The problem with shallow discharges for Li-Ion batteries, has nothing to do with the battery itself, but everything to do with the "fuel" gage used by the equipment the batteries are installed in. You need to do a complete discharge of your computer battery pack, every once in a while, to re-calibrate the fuel gage. 

So, the answer to your question is that it depends...

Tom


----------



## alfablue (Jan 4, 2008)

Hi Tom

On your last point, fuel gauge / laptop battery, I presume that when my laptop goes into hibernation due to low battery, this is not necessarily fully discharged. If not, how can I do a full discharge? (Sony Vaio VGN-S2XP which I believe has a 11.1V 4400mAh battery).


----------



## Illum (Jan 4, 2008)

depends on the computer software...in some cases you can go manual and force the computer to run until it crashes

despite manufacturers recommendations I don't see how its beneficial to deep-cycle li-ions:scowl:


----------



## gunga (Jan 4, 2008)

My gosh Tom, that is OUTSTANDING info (as usual).

After all the reading I've done here, I was still wondering why people recommend full discharge on Li-on gear (ie Cell phones, iPods, etc). Now I see why.

Just outstanding!

:thumbsup:


----------



## SilverFox (Jan 4, 2008)

Hello Alfablue,

I don't know how to do this for every brand of computer, but I will share what I do.

I have a Dell Inspiron. To completely drain the battery pack I run it normally until it shuts down. I then start it back up in protected mode and once again let it run down until it shuts off. I then plug the charger in and start the unit. The fuel gage is reset during charging.

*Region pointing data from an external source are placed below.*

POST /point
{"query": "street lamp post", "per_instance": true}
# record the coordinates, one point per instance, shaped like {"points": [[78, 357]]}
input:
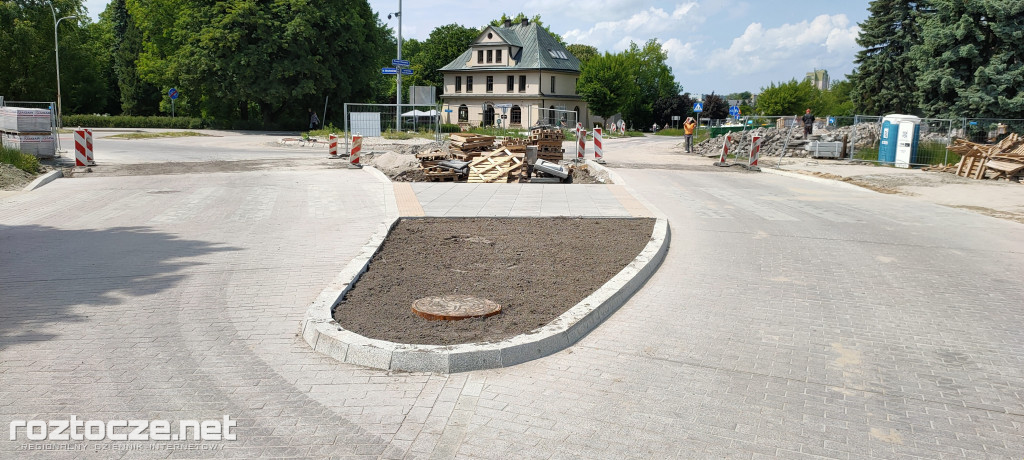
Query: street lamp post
{"points": [[56, 53]]}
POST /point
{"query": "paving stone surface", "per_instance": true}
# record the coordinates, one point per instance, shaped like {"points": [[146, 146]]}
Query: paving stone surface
{"points": [[791, 319]]}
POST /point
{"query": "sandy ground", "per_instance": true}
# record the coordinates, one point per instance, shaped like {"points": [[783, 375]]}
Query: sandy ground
{"points": [[536, 268]]}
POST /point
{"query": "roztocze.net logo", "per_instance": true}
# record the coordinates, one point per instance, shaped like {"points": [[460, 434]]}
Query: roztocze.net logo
{"points": [[76, 429]]}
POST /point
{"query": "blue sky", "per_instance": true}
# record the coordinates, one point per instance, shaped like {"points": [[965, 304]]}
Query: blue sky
{"points": [[713, 45]]}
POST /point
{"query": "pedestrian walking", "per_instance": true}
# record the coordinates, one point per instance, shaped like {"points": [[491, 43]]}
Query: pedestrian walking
{"points": [[808, 123], [688, 127]]}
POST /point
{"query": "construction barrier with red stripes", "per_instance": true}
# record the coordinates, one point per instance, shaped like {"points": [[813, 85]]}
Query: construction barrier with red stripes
{"points": [[353, 155], [755, 150], [88, 148], [81, 158], [334, 148], [582, 143]]}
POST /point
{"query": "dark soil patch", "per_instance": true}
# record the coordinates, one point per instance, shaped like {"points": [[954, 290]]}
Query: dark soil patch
{"points": [[537, 268]]}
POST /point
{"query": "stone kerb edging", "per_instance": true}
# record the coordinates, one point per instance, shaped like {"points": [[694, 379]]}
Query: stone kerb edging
{"points": [[328, 337]]}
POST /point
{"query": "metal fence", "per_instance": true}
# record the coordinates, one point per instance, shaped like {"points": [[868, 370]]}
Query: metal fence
{"points": [[936, 135]]}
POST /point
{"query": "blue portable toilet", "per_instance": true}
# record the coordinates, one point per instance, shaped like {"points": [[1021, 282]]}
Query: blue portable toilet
{"points": [[890, 136]]}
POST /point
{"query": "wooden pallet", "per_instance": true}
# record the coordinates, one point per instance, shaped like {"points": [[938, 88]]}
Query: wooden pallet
{"points": [[498, 166]]}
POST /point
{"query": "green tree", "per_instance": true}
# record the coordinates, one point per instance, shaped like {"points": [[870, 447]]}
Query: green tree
{"points": [[972, 59], [583, 52], [786, 98], [651, 80], [273, 57], [884, 80], [442, 46], [604, 84]]}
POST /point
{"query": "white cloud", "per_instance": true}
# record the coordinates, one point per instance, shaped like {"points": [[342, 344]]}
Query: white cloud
{"points": [[648, 23], [802, 45]]}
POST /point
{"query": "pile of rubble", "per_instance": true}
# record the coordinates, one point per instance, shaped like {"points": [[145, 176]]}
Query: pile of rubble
{"points": [[985, 161]]}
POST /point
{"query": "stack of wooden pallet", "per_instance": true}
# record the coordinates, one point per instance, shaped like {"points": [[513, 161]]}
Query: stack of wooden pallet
{"points": [[498, 166], [1004, 160], [466, 145], [549, 143], [515, 143]]}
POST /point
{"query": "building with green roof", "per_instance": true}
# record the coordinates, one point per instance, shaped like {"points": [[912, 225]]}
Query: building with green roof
{"points": [[516, 70]]}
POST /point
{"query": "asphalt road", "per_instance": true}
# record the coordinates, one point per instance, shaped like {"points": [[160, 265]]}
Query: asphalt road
{"points": [[791, 319]]}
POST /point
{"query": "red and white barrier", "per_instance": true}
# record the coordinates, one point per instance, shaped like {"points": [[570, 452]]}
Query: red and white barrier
{"points": [[725, 150], [81, 158], [582, 143], [353, 155], [334, 148], [755, 150], [598, 145], [88, 148]]}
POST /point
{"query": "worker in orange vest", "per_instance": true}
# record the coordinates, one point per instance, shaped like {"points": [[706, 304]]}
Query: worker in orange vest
{"points": [[688, 126]]}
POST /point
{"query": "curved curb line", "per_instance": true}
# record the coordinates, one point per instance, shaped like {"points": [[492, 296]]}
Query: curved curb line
{"points": [[812, 178], [43, 179], [328, 337]]}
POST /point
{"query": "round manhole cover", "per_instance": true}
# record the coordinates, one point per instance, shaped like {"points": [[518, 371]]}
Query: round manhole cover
{"points": [[452, 307]]}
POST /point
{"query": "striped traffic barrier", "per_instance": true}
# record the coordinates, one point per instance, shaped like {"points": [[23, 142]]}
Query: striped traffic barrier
{"points": [[334, 148], [755, 151], [88, 148], [80, 156], [725, 152], [353, 155], [582, 144]]}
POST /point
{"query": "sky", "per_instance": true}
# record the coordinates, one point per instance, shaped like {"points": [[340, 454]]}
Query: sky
{"points": [[720, 46]]}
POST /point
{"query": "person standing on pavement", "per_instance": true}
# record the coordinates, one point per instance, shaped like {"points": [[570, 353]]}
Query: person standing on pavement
{"points": [[313, 120], [808, 123], [688, 126]]}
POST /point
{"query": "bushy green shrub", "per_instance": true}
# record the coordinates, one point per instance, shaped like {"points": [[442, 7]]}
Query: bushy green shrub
{"points": [[101, 121], [25, 162]]}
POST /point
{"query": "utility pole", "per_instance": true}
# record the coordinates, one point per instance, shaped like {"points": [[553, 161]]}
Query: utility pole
{"points": [[56, 53]]}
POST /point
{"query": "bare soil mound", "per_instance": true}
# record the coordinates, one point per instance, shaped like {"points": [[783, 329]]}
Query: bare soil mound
{"points": [[536, 268]]}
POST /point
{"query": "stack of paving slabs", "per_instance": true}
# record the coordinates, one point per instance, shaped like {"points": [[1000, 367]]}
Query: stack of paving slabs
{"points": [[549, 143], [981, 161], [28, 130], [466, 147], [499, 166]]}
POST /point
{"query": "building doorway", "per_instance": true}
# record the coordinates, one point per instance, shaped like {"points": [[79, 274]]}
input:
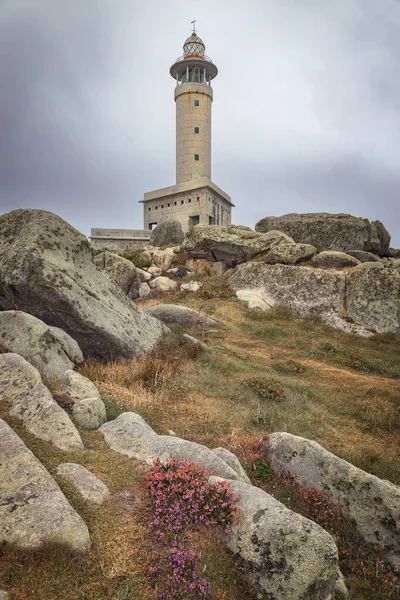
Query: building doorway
{"points": [[195, 220]]}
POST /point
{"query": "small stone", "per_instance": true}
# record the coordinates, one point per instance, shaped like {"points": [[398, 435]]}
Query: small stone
{"points": [[90, 487], [163, 284], [191, 286], [144, 290]]}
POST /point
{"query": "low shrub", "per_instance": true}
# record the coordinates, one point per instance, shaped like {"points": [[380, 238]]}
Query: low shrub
{"points": [[181, 501], [266, 387]]}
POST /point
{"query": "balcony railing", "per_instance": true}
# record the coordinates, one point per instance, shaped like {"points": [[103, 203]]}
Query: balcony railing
{"points": [[207, 58]]}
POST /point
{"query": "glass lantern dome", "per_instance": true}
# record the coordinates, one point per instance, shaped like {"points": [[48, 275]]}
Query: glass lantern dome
{"points": [[194, 46]]}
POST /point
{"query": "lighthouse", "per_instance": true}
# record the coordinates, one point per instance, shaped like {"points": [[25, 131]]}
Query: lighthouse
{"points": [[194, 199]]}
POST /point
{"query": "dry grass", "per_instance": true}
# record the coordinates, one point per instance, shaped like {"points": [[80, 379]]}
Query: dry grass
{"points": [[346, 398]]}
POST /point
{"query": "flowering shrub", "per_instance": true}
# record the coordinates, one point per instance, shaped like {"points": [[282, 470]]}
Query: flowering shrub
{"points": [[181, 500], [266, 387]]}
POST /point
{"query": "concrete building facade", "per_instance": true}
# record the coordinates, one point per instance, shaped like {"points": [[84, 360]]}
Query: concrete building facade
{"points": [[194, 199]]}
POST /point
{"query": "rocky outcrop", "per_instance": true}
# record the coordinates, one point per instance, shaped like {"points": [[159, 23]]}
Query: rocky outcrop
{"points": [[233, 462], [327, 231], [281, 553], [28, 399], [130, 435], [46, 269], [87, 408], [166, 233], [90, 487], [181, 315], [33, 510], [234, 245], [363, 256], [331, 259], [163, 284], [373, 297], [44, 347], [121, 271], [367, 295], [163, 258], [373, 503]]}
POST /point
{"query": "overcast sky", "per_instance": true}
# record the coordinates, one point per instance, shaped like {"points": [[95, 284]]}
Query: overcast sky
{"points": [[306, 111]]}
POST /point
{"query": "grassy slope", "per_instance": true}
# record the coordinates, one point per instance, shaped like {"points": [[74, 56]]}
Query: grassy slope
{"points": [[346, 397]]}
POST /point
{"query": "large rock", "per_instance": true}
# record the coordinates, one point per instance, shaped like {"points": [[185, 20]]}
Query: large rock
{"points": [[181, 315], [33, 510], [373, 297], [236, 244], [373, 503], [166, 233], [130, 435], [334, 260], [90, 487], [44, 347], [121, 271], [29, 400], [302, 289], [281, 553], [163, 258], [367, 295], [327, 231], [87, 408], [363, 256], [163, 284], [233, 462], [46, 269]]}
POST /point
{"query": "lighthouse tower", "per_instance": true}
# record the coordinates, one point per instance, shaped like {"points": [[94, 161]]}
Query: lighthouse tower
{"points": [[194, 199]]}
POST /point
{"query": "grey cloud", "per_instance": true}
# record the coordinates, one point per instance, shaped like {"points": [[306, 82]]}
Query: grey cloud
{"points": [[306, 115]]}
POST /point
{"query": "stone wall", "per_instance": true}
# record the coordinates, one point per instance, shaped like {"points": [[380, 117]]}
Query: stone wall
{"points": [[123, 239]]}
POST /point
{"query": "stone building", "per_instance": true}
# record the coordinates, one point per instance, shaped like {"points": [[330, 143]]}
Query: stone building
{"points": [[194, 198]]}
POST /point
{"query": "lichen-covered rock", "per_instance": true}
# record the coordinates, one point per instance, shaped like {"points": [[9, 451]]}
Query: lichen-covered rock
{"points": [[144, 290], [373, 297], [163, 284], [281, 553], [46, 269], [363, 256], [90, 487], [44, 347], [368, 295], [234, 245], [144, 276], [28, 399], [163, 258], [121, 271], [327, 231], [181, 315], [373, 503], [130, 435], [233, 462], [334, 260], [289, 253], [33, 510], [166, 233], [87, 408], [303, 290], [191, 286], [154, 271]]}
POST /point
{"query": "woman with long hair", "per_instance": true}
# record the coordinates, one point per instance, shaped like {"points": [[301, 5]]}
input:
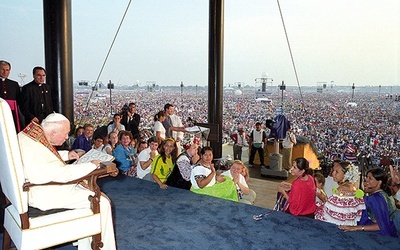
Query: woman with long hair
{"points": [[159, 130], [205, 180], [380, 206], [345, 205], [164, 162], [301, 193]]}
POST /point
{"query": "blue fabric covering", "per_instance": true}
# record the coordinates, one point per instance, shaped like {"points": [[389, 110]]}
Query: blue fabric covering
{"points": [[147, 217]]}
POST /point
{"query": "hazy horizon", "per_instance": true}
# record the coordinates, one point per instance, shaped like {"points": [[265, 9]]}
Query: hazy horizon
{"points": [[166, 41]]}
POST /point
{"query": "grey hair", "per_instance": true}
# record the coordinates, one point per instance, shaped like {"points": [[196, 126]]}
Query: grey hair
{"points": [[54, 121]]}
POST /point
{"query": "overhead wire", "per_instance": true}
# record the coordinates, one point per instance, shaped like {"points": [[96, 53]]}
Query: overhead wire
{"points": [[290, 51], [108, 53]]}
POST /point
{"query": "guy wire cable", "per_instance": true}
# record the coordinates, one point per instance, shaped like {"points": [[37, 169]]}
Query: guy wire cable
{"points": [[290, 51], [108, 53]]}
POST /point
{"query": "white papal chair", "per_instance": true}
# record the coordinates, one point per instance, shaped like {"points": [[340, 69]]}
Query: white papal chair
{"points": [[42, 231]]}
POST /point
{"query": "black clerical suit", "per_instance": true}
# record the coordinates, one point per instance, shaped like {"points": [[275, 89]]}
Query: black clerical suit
{"points": [[36, 101], [10, 90]]}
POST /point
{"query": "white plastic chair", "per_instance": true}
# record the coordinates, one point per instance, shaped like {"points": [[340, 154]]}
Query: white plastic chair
{"points": [[25, 231]]}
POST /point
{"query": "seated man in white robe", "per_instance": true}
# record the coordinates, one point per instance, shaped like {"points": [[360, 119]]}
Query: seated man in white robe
{"points": [[43, 164]]}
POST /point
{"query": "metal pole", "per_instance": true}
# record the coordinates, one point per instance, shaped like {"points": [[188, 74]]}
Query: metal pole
{"points": [[215, 70]]}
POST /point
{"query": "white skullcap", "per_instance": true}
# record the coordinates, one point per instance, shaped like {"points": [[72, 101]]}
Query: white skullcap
{"points": [[54, 117]]}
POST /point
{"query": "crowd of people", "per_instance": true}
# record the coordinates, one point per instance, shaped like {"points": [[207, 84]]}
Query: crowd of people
{"points": [[146, 135], [368, 130]]}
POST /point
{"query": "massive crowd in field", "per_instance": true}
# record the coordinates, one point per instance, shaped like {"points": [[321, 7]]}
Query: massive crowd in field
{"points": [[326, 119]]}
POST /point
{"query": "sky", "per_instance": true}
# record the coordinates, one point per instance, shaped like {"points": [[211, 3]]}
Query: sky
{"points": [[337, 42]]}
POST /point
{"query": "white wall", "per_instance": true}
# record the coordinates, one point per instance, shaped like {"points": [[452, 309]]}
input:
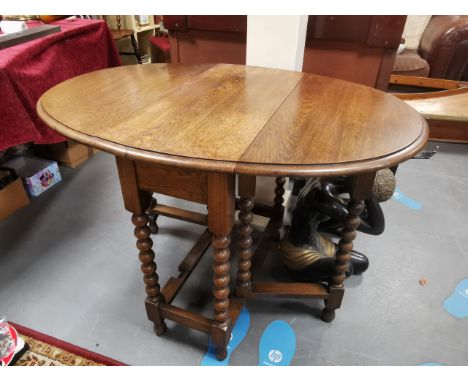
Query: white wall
{"points": [[275, 42]]}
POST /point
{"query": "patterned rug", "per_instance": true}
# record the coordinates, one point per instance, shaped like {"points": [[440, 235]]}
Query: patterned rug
{"points": [[45, 350]]}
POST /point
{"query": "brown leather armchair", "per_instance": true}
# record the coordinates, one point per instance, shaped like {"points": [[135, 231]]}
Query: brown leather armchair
{"points": [[442, 51]]}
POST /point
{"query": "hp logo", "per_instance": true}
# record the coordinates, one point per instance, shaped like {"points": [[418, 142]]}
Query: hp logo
{"points": [[275, 356]]}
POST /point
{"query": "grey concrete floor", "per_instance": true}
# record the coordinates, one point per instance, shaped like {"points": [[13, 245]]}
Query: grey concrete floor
{"points": [[69, 268]]}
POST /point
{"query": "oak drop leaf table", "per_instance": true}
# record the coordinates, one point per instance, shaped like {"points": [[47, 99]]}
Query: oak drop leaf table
{"points": [[195, 131]]}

I do this once every 6 months.

Tom


----------



## alfablue (Jan 7, 2008)

Hi Tom

Many thanks for your advice; I had to disable "alarms" in power management (at the 3% alarm it was set to hibernate). It ran right down and shut doiwn, rebooted, got 3 more minutes, then shut down again, so I am hoping I got it fully discharged. Maybe I'll now get a bit more than an hour off the battery (though at 3 years old it is probably on its last legs).


----------